4)  I flirted with him in text. He messaged me asking what I was doing. I was trying on clothing at a store and told him “I’m naked in the dressing room at _____”, to which he responded “Can I see?” He was only joking, and I’ve never done anything like this before, but I went ahead and texted him a topless picture. He really liked it.

5)  When he asked me about bills and other household decisions we usually make together, I deferred to him on most of them. (He is extremely financially trustworthy and really needs no help from me, anyway.) I just said, “I don’t really feel one way or the other about that, so I defer to you. You always make the right decision.” Good response to this.

6)  I gave him special “oral attention” the week of my period. Usually we don’t do anything intimate that week. He enjoyed it greatly and said so many times. He also kept asking me every day after that “When are you going to be off your period?”. He never asks that!

So after a week and a half of doing this, and a few other things like the 10-second kiss, he instigated in a very Alpha way and I’m a happy wife!
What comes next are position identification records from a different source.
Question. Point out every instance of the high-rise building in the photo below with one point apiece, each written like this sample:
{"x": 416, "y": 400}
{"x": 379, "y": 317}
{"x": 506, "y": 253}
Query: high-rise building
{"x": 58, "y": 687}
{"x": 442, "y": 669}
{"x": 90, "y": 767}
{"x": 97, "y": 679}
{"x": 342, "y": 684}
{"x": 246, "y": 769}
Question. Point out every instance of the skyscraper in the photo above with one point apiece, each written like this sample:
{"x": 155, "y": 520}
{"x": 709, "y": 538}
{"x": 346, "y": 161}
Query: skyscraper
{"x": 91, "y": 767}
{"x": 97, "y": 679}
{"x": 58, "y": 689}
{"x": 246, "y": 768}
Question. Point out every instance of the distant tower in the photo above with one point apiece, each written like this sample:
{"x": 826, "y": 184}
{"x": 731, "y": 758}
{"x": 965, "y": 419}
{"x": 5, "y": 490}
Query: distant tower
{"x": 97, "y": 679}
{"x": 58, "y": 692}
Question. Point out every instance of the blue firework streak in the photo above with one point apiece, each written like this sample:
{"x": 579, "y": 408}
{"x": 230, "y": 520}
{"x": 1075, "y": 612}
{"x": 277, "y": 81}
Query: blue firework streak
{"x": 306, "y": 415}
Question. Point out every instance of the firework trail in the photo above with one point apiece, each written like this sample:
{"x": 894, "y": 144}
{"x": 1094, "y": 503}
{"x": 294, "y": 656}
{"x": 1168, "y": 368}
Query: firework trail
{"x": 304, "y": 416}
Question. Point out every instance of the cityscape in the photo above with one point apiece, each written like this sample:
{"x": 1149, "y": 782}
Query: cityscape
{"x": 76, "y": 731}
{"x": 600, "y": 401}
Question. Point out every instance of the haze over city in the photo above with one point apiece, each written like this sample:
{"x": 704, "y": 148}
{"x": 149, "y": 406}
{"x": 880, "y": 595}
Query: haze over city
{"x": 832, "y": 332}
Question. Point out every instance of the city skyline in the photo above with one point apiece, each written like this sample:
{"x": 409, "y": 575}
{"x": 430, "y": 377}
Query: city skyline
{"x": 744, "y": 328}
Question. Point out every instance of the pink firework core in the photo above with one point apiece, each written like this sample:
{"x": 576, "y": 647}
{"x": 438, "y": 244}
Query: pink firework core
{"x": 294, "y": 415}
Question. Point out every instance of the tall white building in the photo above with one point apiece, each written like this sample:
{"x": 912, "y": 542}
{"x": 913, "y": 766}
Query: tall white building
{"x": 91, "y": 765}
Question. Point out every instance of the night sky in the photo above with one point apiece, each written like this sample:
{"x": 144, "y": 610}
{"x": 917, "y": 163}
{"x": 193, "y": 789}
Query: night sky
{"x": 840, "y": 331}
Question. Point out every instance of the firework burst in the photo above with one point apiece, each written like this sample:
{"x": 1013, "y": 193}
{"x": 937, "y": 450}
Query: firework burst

I realize I am responsible for our sex life, too – and my job is to keep him interested.

Thanks for paying attention to the ladies who want to up their “game”. There’s not many resources out there for us

Athol:  There’s really not much to add to this one apart from noting that she appears to have all the structural attraction issues under control. Based on her Gmail photo, she’s quite good looking and she writes well so she’s smart too. There’s no major relationship conflict to work through. She was looking on Amazon.com to find a solution to of her being the higher desire partner… and not in a bar somewhere. In short she’s Wife Material (TM) So as soon as she added a little Game she got very quick results.

Also if he liked the blowjob during your period… next time have him cum on your breasts… if he doesn’t done that yet, he’ll have a very strong reaction to it lol.

I Told You So

Reader:  Hi Athol

I am implementing what I have been reading in your book The Married Man Sex Life Primer 2011 and perusing yours and various other blogs; Red Pill Room et al.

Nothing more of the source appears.